Upon metagenomic analysis of one pool of human stool samples collected from individuals living in a rural area, we identified a nearly full-length HuV genome (8,846 bp in length, 88.3% mean coverage depth), which we named husavirus LMM_67754 (GenBank access Nº OP019707). The genome of LMM_67754 encodes a putative polyprotein of 2,788 aa. The assembled genome had a coverage of 99% (5,670 reads mapped to KX673221) and shared 93.96% nucleotide sequence identity with husavirus VSAD (MG571826). The HuV genome was found only in a pool of human stool samples. However, fragments of putative viruses from the Picornavirales order were detected in other samples. Three fragments (789–1652 bp) detected in three pools of human stool displayed 87–99% nt sequence identity with viruses of the Picobirnaviridae family. Three other fragments (404–880 bp) detected in three surface water samples displayed 81–89% nt identity with viruses of the Picornaviridae family, and one fragment (537 bp) displayed 75% nt identity with viruses of the Marnaviridae family. Lastly, one fragment (518 bp) detected in a groundwater sample displayed 76% nt identity with viruses of the Picornaviridae family, and two other fragments from the same sample (495 and 809 bp) displayed 90% and 75% nt identity, respectively, with viruses of the Marnaviridae family.

The new Brazilian HuV is more similar to the genomes from China, Vietnam, Venezuela, and the Netherlands (identity >90%) than to other Brazilian strains (identity around 37%) (Figure 1). The presence of HuV was not identified in the water samples taken in the same locality.

Figure 1
Maximum-likelihood phylogenetic tree based on full-length HuV genomes. The gray block includes 25 HuV genomes.
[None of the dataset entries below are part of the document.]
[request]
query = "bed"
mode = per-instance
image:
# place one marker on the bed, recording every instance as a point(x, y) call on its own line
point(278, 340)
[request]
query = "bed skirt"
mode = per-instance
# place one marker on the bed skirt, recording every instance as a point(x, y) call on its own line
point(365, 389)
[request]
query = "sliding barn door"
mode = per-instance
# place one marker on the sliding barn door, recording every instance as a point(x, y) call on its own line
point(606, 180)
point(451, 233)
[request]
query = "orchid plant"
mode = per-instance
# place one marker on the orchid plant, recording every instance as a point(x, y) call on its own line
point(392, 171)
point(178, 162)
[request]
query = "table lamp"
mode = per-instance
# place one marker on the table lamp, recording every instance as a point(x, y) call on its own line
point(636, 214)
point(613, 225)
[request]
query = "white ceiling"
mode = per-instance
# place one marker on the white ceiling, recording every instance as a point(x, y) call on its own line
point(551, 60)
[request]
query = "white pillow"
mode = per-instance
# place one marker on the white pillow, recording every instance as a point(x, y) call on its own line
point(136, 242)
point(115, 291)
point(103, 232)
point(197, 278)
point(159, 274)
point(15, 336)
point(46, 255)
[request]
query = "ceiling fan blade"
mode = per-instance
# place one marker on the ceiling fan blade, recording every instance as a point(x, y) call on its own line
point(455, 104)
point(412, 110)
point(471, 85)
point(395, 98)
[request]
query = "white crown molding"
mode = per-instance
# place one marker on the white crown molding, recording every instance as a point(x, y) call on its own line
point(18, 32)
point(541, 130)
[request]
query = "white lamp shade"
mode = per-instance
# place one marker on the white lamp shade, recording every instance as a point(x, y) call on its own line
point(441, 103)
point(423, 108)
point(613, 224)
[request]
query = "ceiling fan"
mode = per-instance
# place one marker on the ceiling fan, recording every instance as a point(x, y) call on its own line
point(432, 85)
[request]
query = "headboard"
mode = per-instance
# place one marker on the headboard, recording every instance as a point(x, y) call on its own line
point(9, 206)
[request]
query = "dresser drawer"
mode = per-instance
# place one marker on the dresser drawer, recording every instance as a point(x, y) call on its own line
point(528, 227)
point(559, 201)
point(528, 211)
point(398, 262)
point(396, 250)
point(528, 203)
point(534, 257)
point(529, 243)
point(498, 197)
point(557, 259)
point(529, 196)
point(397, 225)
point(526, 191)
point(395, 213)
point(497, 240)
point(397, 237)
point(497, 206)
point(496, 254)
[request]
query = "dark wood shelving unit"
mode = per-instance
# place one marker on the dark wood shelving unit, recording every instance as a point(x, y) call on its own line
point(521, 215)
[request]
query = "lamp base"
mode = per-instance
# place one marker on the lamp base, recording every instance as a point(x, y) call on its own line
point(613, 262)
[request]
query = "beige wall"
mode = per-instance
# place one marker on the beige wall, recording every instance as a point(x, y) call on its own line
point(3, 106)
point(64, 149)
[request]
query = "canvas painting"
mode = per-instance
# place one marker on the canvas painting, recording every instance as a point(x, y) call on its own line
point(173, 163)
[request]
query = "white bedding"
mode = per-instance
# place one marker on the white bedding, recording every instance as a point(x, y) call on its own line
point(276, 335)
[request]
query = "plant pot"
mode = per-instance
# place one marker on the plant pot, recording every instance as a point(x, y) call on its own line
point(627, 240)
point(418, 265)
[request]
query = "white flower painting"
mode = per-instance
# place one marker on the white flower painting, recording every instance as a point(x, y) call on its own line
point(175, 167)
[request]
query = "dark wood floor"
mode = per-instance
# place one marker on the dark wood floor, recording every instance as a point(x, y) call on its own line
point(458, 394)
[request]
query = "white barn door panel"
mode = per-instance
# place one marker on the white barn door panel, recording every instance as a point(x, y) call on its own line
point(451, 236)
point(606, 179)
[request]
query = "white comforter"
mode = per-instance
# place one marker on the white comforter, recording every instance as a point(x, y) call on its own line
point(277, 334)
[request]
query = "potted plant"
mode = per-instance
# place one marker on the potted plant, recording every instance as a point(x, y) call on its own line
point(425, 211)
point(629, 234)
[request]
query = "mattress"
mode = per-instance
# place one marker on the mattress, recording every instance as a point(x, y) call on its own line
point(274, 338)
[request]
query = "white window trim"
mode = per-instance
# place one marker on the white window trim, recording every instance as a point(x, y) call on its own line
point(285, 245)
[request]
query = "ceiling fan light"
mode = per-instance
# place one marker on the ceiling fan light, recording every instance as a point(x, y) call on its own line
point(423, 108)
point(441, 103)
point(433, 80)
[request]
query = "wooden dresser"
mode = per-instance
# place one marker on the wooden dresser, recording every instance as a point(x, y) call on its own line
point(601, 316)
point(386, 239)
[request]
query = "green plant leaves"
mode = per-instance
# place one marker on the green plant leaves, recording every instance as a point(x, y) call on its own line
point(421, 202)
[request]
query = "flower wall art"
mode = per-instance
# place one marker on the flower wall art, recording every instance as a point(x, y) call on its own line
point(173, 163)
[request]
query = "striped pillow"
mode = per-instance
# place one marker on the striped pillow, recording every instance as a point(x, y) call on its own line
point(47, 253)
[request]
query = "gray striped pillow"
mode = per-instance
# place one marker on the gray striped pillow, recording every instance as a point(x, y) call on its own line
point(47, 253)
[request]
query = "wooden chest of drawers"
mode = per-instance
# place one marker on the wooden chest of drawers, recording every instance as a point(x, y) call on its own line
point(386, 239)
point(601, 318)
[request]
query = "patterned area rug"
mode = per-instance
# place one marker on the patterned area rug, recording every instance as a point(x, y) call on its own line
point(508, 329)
Yellow dots indicate sequences from Brazil, including HuV LMM_6775 (OP019707); orange, from the Netherlands; green, from Venezuela; blue, from Vietnam; and pink, from China. In the blue block are the outgroup sequences composed of reference genomes from rasavirus (KX673232), posavirus (KX673273), fisavirus 1 (KM434233), basavirus (KX673228) and hepatitis A virus (M14707). Bootstrap values (1,000 replications) are indicated at each branch. The scale bar indicates nucleotide substitutions per site.

DISCUSSION

HuV has a wide geographic distribution10. The new HuV LMM_67754 OP019707 described here is the first reported from Southern Brazil. Until 2021, this virus had only been reported in the Central-western, Northeastern, and Northern regions11. Although all HuV sequences have been found in human stool samples, there are significant differences in their phylogenetic and genomic organization10. In this analysis, the HuV genome was found grouped in a clade with genomes from China, Vietnam, Venezuela, and the Netherlands, diverging with less than 10% nucleotide sequence identity among them (Figure 1). However, the identity with other Brazilian sequences is only around 37%, reinforcing the high divergence observed among HuV lineages7 and suggesting that multiple introductions of the virus from different geographical regions may have occurred in Brazil.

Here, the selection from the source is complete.